Troglohyphantes gracilis
- Conservation status: Vulnerable (IUCN 2.3)

Scientific classification
- Kingdom: Animalia
- Phylum: Arthropoda
- Subphylum: Chelicerata
- Class: Arachnida
- Order: Araneae
- Infraorder: Araneomorphae
- Family: Linyphiidae
- Genus: Troglohyphantes
- Species: T. gracilis
- Binomial name: Troglohyphantes gracilis Fage, 1919

= Troglohyphantes gracilis =

- Authority: Fage, 1919
- Conservation status: VU

Species of spider

Troglohyphantes gracilis is a species of spider in the family Linyphiidae that is endemic to Slovenia, living in caves in the Kočevje mountains. It is a relatively small spider, between 2.98 and 3.2 mm in length. It is generally reddish-orange with a pattern of arrow-shaped lines on its abdomen. The species is one of three, alongside Troglohyphantes similis and Troglohyphantes spinipes that are found in contiguous ranges, which are sometimes referred to as the Kočevje subterranean spider.
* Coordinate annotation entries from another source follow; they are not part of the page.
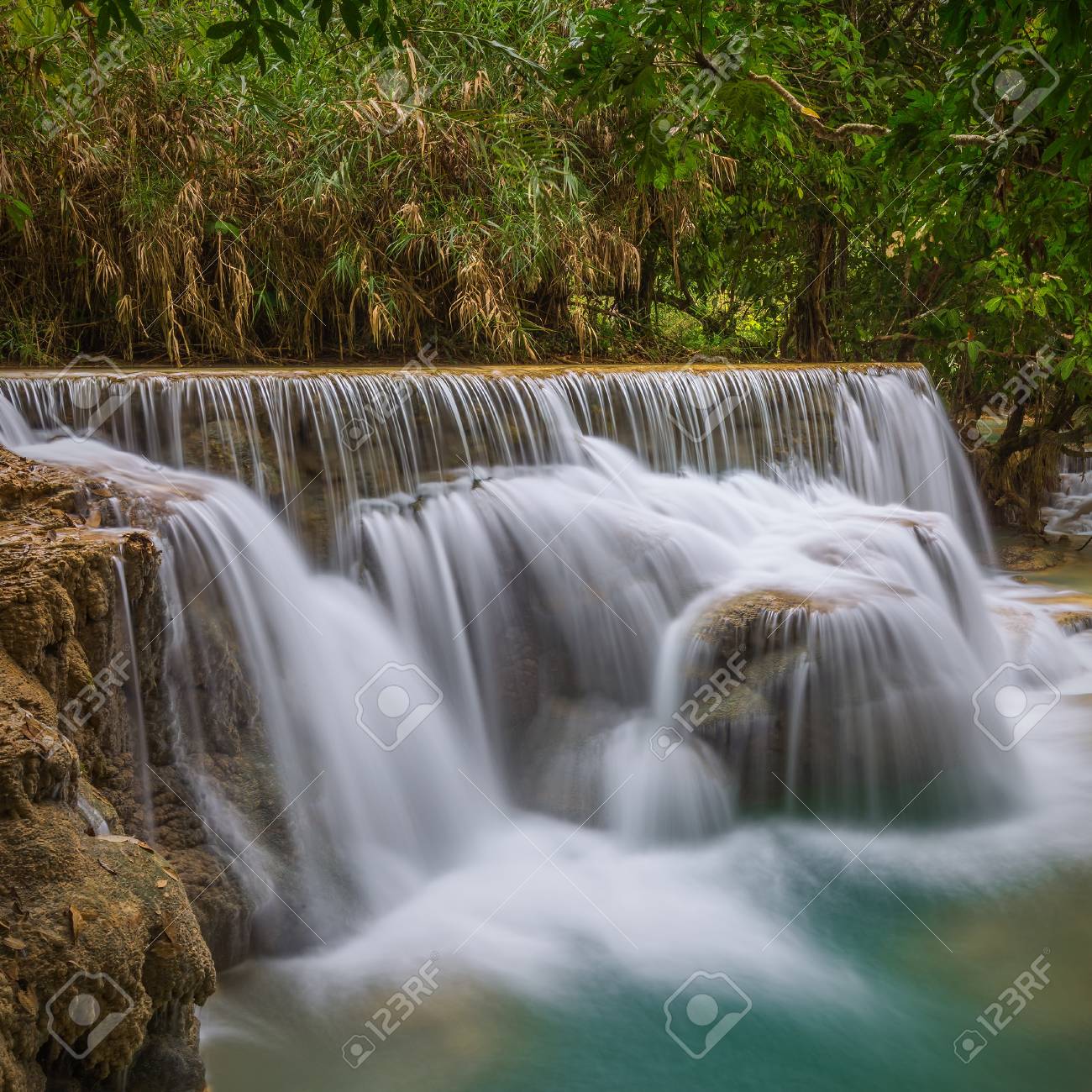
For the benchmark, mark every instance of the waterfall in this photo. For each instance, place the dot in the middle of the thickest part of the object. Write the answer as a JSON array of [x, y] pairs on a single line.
[[1069, 510], [316, 443], [512, 593]]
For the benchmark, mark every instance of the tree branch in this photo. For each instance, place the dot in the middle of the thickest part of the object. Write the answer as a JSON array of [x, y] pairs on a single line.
[[851, 128]]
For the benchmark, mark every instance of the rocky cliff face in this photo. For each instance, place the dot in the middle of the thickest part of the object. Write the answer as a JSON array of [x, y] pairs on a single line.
[[102, 958]]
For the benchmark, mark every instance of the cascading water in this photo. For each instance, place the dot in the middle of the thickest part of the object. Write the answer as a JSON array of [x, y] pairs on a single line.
[[1069, 510], [553, 603]]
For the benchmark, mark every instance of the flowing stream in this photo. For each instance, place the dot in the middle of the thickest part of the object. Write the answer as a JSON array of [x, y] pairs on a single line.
[[638, 728]]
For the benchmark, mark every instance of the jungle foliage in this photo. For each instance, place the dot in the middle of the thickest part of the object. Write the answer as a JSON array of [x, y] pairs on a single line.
[[760, 181]]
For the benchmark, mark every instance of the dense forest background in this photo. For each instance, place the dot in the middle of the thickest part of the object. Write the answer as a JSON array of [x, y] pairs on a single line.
[[815, 181]]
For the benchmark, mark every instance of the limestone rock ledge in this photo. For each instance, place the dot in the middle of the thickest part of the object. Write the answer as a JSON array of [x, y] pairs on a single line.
[[97, 937]]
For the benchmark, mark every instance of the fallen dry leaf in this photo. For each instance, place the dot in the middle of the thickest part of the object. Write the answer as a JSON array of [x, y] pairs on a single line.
[[76, 923]]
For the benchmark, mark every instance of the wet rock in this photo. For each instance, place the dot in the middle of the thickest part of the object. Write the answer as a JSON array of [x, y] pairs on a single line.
[[97, 934]]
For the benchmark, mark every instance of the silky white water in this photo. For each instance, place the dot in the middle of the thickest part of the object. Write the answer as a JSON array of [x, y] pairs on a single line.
[[527, 836]]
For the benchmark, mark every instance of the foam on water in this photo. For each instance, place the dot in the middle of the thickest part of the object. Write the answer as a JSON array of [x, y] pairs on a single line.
[[549, 588]]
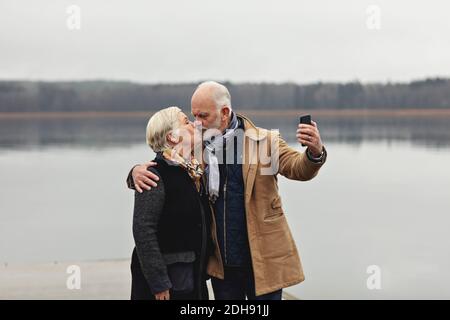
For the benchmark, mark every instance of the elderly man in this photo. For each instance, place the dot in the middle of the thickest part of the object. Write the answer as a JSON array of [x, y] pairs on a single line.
[[255, 254]]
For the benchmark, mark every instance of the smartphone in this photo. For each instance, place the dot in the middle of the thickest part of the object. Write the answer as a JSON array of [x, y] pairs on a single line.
[[306, 119]]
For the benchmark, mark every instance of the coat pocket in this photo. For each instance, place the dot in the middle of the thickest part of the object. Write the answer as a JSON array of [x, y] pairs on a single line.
[[275, 210], [181, 275]]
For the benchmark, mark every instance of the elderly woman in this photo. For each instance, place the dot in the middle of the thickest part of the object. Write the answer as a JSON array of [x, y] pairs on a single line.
[[171, 223]]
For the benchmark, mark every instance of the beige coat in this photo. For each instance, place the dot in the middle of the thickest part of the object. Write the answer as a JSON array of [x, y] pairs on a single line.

It can be distinguished from its relatives by its copulatory organs, including the shape of the female's epigyne and the presence of a short straight projection, or apophysis, on the male's palpal bulb.

==Taxonomy==
Troglohyphantes gracilis is a species of sheet weaver spiders, members of the family Linyphiidae, that was first described by Louis Fage in 1919. He allocated the species to the genus Troglohyphantes, which had been circumscribed by Gustav Joseph in 1881. The genus has specialised in living in caves, with reduced vision, some species losing their eyes, and slower development. It is a member of a group called croaticus within the genus, which is itself part of the subgenus Troglohyphantes.

==Description==
Like all the members of the genus, Troglohyphantes gracilis is a relatively small spider. The female has a body length between 2.98 and 3.2 mm and a cephalothorax 1.34 and 1.44 mm long and between 1.06 and 1.2 mm wide. It is very similar in shape to Troglohyphantes similis. The spider is reddish-orange, similar to Troglohyphantes spinipes, but it is lighter. The pattern on the top, which consists of five light arrow-shaped lines on the spider's abdomen, is also lighter. The spider's epigyne, the external and most visible of its copulatory organs, is similar to Troglohyphantes spinipes, but it is not as wide.

The male is similar to the female, typically 3.12 mm in length. Its cephalothorax is generally smaller, typically 1.34 mm long and 1.2 mm wide. It has multiple spines on its legs, incljuding five on the tibia. Its palpal bulb is similar to the related Troglohyphantes spinipes but the species differ in the existence of a shorter and straighter projection, or apophysis, that projects from the palpal bulb and differences in the shape of the lamella.

==Distribution and habitat==
Most Troglohyphantes species live in the mountain ranges of Europe including the Pyrenees, Alps, Dinarides and Carpathians, usually in subterranean environments or caves. Troglohyphantes gracilis lives in three caves in the Kočevje mountains of Lower Carniola, Slovenia. Troglohyphantes similis, Troglohyphantes spinipes and this species are very closely related with ranges that are contiguous. The three species are all referred to as the Kočevje subterranean spider. The species is at risk of climate change reducing its habitat.